いまさらながら、アメリカと云う国は・・・と、感じさせられる。
アメリカと云う国は自動車部門では欧米に人気を奪われてしまっている感があるが、ことボートとなると欧米と比較しても遙かにセンスが光っている。アメリカンスタイルのボートをとやかく言う、マリングルメも大勢いるが、私は欧米諸国産のボートスタイルより、アメリカンが好きだ。

日本はと云うと、自動車部門はメルセデスと肩を並べるほどにデザイン、性能面でも優れているが、ボートとなると、随分世界から遅れをとっているようにも思える。
これは小ロッドの生産だから仕方のないことだろうが、ハル、ボトムなどはFRP成形ゆえ、カタチはなんとかワンオフでも格好はつくが、細かな部分で、100円台のボートから1億円は大げさとしても、それに近い価格のボートまでが、同じパーツが取り付けられ、ガッカリさせられ、ひどいのになると、漁船用もサロンクルーザーも同じスロットルリンケージレバーを堂々と使っていた記憶がある。

また、キャビンハッチに至っては20年も前と全く同じ、四角型の無骨なモノが、ボートの顔というべき、バウデッキにはめ込まれている。クルマや家電品では考えられないことだ。

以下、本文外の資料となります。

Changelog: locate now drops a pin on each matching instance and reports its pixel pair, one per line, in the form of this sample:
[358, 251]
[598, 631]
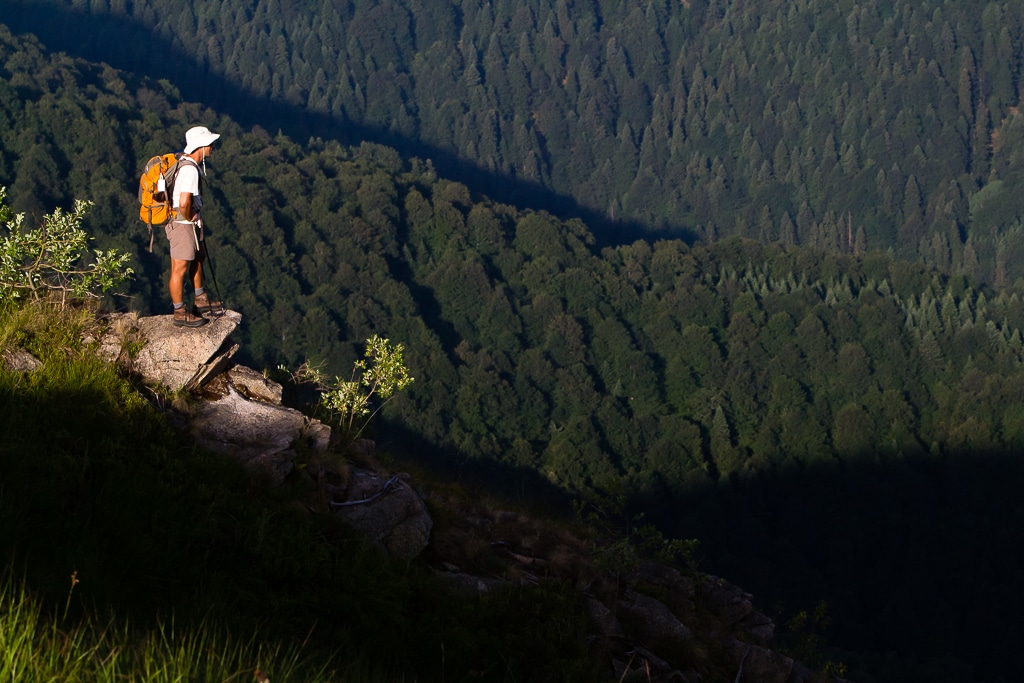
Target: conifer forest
[757, 266]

その点、大量生産されるボートは、クラスが異なれば、それに見合ったパーツがチョイスされ、デザイン、機能に違和感がなくなる。だからBajaなどは美しく見え、またカッコ良くも見える。
今回の275と302のメーターパネルを見比べて見れば、全く異なっていることに気づく。
美しいモノは速い、速いモノは美しい。それがバハの魅力のひとつでもある。


外観の鋭さとあいまって、キャビンのオシャレ度数はかなり上位にランクされる。ここでもまたアメ車の品の悪さ(最近はそうでもないが)と比較すると、ボートデザイナー、ビルダーのセンスが光って見える。またメーターパネルに至ってはアートの領域に入ってしまう。これがBaja302の世界だ。